Filling our fuel tanks before we set out, the young pump girl, hearing of our voyage, said to me, “Oh, God, I want your life!” Had I an urge to savage youthful dreams of a nobler sort than of soup tins or used olive jars, I might have told her what it took each day to earn the good moments. While a river can offer the adventure and romance of slow-moving freight trains you can board almost anywhere to let them take you who-knows-where, it otherwise is demanding, restrictive, exhausting. For every hour of excitement, for each sublime riverscape, there can be three or four hours of humdrum repetition that makes merely staying alert a mental tussle.

Of the twelve hundred books on my home shelves containing accounts of exploration and travel in America, a number are about river journeys.
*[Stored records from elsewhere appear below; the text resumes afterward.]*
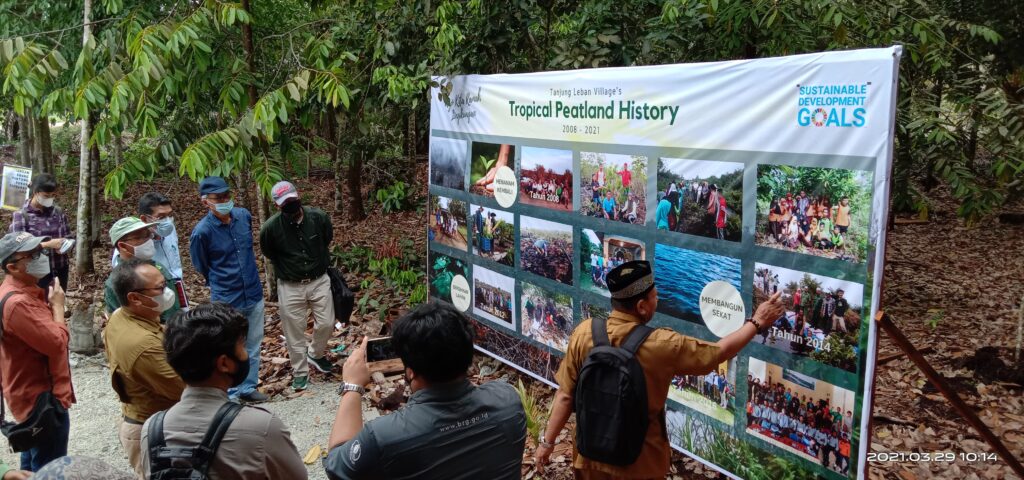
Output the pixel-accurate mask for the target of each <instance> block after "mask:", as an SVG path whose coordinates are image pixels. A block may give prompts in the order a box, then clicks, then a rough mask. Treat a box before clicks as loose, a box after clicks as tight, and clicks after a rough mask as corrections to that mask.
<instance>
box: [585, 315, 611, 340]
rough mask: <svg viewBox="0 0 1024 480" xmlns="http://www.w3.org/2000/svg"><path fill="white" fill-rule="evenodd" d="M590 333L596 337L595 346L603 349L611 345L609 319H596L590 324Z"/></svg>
mask: <svg viewBox="0 0 1024 480" xmlns="http://www.w3.org/2000/svg"><path fill="white" fill-rule="evenodd" d="M590 333H591V334H592V335H593V337H594V346H595V347H601V346H605V345H610V344H611V343H610V342H609V341H608V319H607V318H604V317H596V318H594V319H593V320H592V321H591V322H590Z"/></svg>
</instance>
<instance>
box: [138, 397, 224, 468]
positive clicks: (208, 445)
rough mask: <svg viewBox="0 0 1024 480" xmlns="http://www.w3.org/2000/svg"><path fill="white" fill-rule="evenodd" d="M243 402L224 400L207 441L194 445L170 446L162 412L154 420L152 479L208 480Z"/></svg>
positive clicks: (165, 412)
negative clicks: (199, 443) (236, 401)
mask: <svg viewBox="0 0 1024 480" xmlns="http://www.w3.org/2000/svg"><path fill="white" fill-rule="evenodd" d="M241 410H242V405H240V404H238V403H234V402H227V403H224V404H223V405H222V406H221V407H220V409H218V410H217V413H216V414H214V416H213V422H212V423H211V424H210V428H209V429H207V431H206V435H204V436H203V441H202V442H201V443H200V444H199V445H198V446H194V447H169V446H167V439H165V438H164V414H165V413H167V410H164V411H158V412H157V413H156V414H154V416H153V421H151V422H150V434H148V435H150V451H148V455H150V478H151V479H152V480H207V479H208V478H210V477H209V475H208V474H207V472H208V471H209V470H210V464H211V463H213V457H214V456H216V454H217V447H219V446H220V441H221V440H223V438H224V434H225V433H227V428H228V427H230V426H231V422H233V421H234V417H237V416H238V414H239V411H241Z"/></svg>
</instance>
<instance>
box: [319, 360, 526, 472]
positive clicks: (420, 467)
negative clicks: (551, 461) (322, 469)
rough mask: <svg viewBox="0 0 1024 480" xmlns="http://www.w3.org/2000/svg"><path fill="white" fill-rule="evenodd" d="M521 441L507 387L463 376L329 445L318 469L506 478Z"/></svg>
mask: <svg viewBox="0 0 1024 480" xmlns="http://www.w3.org/2000/svg"><path fill="white" fill-rule="evenodd" d="M525 441H526V416H525V413H524V412H523V409H522V402H521V401H520V400H519V396H518V394H516V391H515V389H513V388H512V386H511V385H509V384H507V383H505V382H489V383H486V384H483V385H481V386H479V387H474V386H473V385H472V384H470V383H469V381H467V380H463V381H459V382H454V383H451V384H445V385H439V386H431V387H430V388H427V389H423V390H419V391H417V392H416V393H414V394H413V395H412V396H411V397H410V399H409V403H407V404H406V406H404V407H402V408H400V409H398V410H397V411H395V412H393V413H391V414H388V416H384V417H379V418H377V419H374V420H372V421H370V422H369V423H367V424H366V425H365V426H364V427H362V430H361V431H359V433H358V434H357V435H356V436H355V438H353V439H351V440H349V441H347V442H345V443H342V444H341V445H338V446H336V447H334V448H333V449H332V450H331V453H330V454H329V455H328V457H327V460H325V461H324V467H325V469H326V470H327V475H328V477H329V478H331V479H332V480H338V479H345V480H347V479H379V478H389V479H395V480H397V479H422V478H443V479H467V480H469V479H488V480H489V479H495V480H501V479H504V480H512V479H518V478H520V475H521V468H522V451H523V446H524V445H525Z"/></svg>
That Monday, as we reached the quarter-way mark of our try at crossing the continent, I realized I would hereafter read them in a new light: those with never a dull moment were suspect, if not mendacious, for to travel a river that is not white water is to go slowly, often drudgingly. One of the reasons the voluminous journals of the Lewis and Clark Expedition have power lies in their honest portrayal of frequent tedium, often conveyed by the simple phrase “we proceeded on.” Because moving water is—and I do not overstate this—death waiting, the pilot cannot just put the boat on cruise control, sit back with two fingers on the power-steering wheel, and daydream through a spell of monotony. The river is no blue highway because a river removes reverie. I think that’s the reason, at the end of a day on the water, Pilotis and I were more tired than events usually seemed to warrant. Our most reliable and consistent antidote to humdrummery, in other words, was risk, and at every moment it called us, impelled us to heedfulness when nothing else did, even as it wearied us.

My usual remedy for tedium on a highway is to stop and walk a place, but on a river that’s harder to do. The Rocky Mountain Snow Imperative aside, many villages called to us, but a landing and tie-up was frequently unwise or impossible, especially so early in the season, with uncertain weather and rising waters keeping docks from going in or being open. We loved the isolation available on a river in spring, something harder to come by in July, but we had to pay for it. In one place the problem could be as simple as an impassable bank of grease-mud lurking with skid demons, or an impenetrable scrub, or in another it might be security. Pilotis had a clear vision of naughty boys covertly undoing our mooring line to watch an unattended
Nikawa
drift downriver, over a dam, onto rocks, under a barge; indeed, a small boat is a difficult thing to secure by any means other than one’s presence.

And so it was that day as we passed allurements. Vanceburg, Ken tucky, shone in the sun, the brightly red roof of its courthouse against blue sky; and Maysville, as pretty a town as there is on the Ohio, appeared even more inviting, the golden dome of its courthouse gleaming like high justice, steeples like slender fingers beckoning the miserable and fallen, Federal-style orange tin roofs, white antebellum columns, green lawns bright with May, and all of it climbing the narrow river flats for a few hundred feet before the rise became too steep for anything but oaks and hickories at last in full leaf. Here on the rim of the South we had reached midspring through both time and space, and at last we wore short sleeves. Often, where we could not stop I tried to relate memories from my other travels in the place, or Pilotis swept a village with binoculars and concocted a tale of what might be there.